At Josh’s office in Chaparral Prairie State Nature Preserve, there is a whiteboard which lists the various invasive species in each of the eleven nature preserves in the ODNR’s southeastern district which Josh manages. For instance, Scioto Brush Creek is suffering from multi flora rose, Japanese stilt grass, Privet shrub, and Amur honeysuckle, while Lake Katherine has a garlic mustard, autumn olives, Chinese yams, etc. The life of a preserve manager is non-stop activity.
Sense of place
On the next day, we set out for Lake Katharine Nature Preserve, a 2,019-acre complex of steep sandstone bluffs, deep ravines and low-lying marshland branching off the principal lake. Up on the ridgeline, towering Hemlocks and Virginia pines loom overhead as we walk along the trail. In addition to his official role as a naturalist, Josh is also a font of local folklore. Rounding a turn, we pass the ruins of an old cabin, known as “liar’s lodge.” It’s said that this secluded retreat was built by a local man, unbeknownst to his wife, for weekend trysts with his lover. Throughout our trip, Josh brought the landscape to life with his colorful illustrations of life in southern Ohio. Naturally, we made sure to reciprocate, and Josh was more than happy to learn about our lives and experiences from Columbus to China.
For Josh, Scioto County is more than just a place where he eats, sleeps, and works. His family arrived in southern Ohio in the late 1800s, and he has no plans of leaving. With six children, Josh is always looking towards the future, and despite the drugs and poverty which Appalachia has come to be associated with, Josh loves his hometown. The city life just can’t compare. Living out in the countryside, the deep sense of rootedness and the pace of live give Appalachians a unique sense of perspective—or as Josh puts it: “We see the rat race.”
Who are we? Where will we go?
A few thoughts by Anping Luo
The most adventurous day in the field school project was when Josh and his botanist friend Rick Gardner took us on a hike at Lake Katharine to measure a potential state record yellow birch. Although the tree didn’t come near to breaking any records, I was struck by the unique and impressive Appalachian landscape.
The forest was very diverse, with several expansive caves and deep ravines. Delicate icicles dangled in the cold, contrasting sharply with the grotesque shapes of the naked trees trunks and branches. Fallen leaves piled up on the ground like a thick, soft carpet covered in an early spring snow. When treading on the yellow leaves and white snow, I felt like writing a poem, and indeed Frank is a poet!

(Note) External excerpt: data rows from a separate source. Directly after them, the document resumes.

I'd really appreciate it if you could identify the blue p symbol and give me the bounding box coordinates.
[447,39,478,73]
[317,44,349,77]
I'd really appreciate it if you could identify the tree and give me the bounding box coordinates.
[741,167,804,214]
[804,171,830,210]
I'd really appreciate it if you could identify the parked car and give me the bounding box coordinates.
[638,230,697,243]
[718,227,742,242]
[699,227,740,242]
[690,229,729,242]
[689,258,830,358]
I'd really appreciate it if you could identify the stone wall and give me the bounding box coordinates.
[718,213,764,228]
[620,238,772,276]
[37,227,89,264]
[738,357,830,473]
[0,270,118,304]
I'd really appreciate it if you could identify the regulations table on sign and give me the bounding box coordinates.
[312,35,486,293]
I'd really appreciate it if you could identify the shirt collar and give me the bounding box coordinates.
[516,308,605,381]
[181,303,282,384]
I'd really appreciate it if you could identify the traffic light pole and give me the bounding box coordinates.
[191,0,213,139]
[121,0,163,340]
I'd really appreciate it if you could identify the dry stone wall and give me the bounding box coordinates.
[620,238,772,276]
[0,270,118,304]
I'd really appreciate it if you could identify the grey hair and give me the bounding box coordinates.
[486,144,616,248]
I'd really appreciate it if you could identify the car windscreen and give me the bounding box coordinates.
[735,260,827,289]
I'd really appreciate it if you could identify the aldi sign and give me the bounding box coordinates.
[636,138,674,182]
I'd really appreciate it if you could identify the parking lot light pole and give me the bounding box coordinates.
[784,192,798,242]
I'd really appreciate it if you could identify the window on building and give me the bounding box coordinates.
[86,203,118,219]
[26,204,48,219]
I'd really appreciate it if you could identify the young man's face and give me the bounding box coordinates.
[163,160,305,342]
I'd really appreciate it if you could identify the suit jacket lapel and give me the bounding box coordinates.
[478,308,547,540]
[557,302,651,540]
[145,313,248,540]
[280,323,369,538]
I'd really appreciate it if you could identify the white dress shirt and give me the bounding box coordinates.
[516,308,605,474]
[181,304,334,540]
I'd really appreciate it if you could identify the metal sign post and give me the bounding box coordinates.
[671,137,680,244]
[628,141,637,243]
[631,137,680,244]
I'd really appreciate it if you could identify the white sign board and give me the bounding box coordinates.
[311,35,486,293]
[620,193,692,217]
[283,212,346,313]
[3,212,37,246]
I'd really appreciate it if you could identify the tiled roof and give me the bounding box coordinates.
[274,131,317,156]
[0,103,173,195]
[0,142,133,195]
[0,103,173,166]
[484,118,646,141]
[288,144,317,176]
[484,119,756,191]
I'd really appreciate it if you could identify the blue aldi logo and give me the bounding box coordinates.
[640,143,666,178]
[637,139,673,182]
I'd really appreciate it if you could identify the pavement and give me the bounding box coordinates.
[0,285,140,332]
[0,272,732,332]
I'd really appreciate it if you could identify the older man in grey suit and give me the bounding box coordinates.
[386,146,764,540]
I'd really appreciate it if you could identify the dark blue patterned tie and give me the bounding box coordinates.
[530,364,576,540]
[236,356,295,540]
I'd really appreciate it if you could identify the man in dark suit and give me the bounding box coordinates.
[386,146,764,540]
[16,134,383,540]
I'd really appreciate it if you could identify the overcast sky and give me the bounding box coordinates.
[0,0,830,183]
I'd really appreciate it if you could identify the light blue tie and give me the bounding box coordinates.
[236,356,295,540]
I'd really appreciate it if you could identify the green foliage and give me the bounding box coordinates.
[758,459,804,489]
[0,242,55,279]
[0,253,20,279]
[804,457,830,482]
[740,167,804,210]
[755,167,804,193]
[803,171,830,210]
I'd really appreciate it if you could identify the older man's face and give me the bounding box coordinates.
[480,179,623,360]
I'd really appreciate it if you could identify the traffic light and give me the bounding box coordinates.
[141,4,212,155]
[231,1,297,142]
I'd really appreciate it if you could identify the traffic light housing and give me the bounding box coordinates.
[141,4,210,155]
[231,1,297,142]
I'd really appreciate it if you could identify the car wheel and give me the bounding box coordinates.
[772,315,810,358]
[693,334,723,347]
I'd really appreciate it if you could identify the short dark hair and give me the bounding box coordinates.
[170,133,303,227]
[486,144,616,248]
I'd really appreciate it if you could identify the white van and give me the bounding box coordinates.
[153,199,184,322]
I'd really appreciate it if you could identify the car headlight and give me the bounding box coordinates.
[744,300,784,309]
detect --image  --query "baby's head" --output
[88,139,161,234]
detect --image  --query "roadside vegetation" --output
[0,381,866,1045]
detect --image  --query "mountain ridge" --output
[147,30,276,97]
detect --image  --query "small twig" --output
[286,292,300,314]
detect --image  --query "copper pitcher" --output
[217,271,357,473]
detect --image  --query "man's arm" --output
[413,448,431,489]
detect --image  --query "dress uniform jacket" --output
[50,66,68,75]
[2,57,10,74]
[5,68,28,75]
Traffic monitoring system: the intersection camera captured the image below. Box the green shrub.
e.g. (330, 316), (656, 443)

But as I watched the footprints of us four---Josh, Rick, Frank and me, I suddenly recalled one poem by Su Shi, an 11th century poet from the Song Dynasty:
How should one roam about in life?
It should be as a wild goose treading on snowy soil,
Its claw marks left without a thought,
As it flies east and west,
Uncaring about what was left below.
Indeed, we four strangers from east and west met without a care, leaving what behind with each other? We four just passing by in the forest – does the forest care about who we are, where we are from? And where we will go?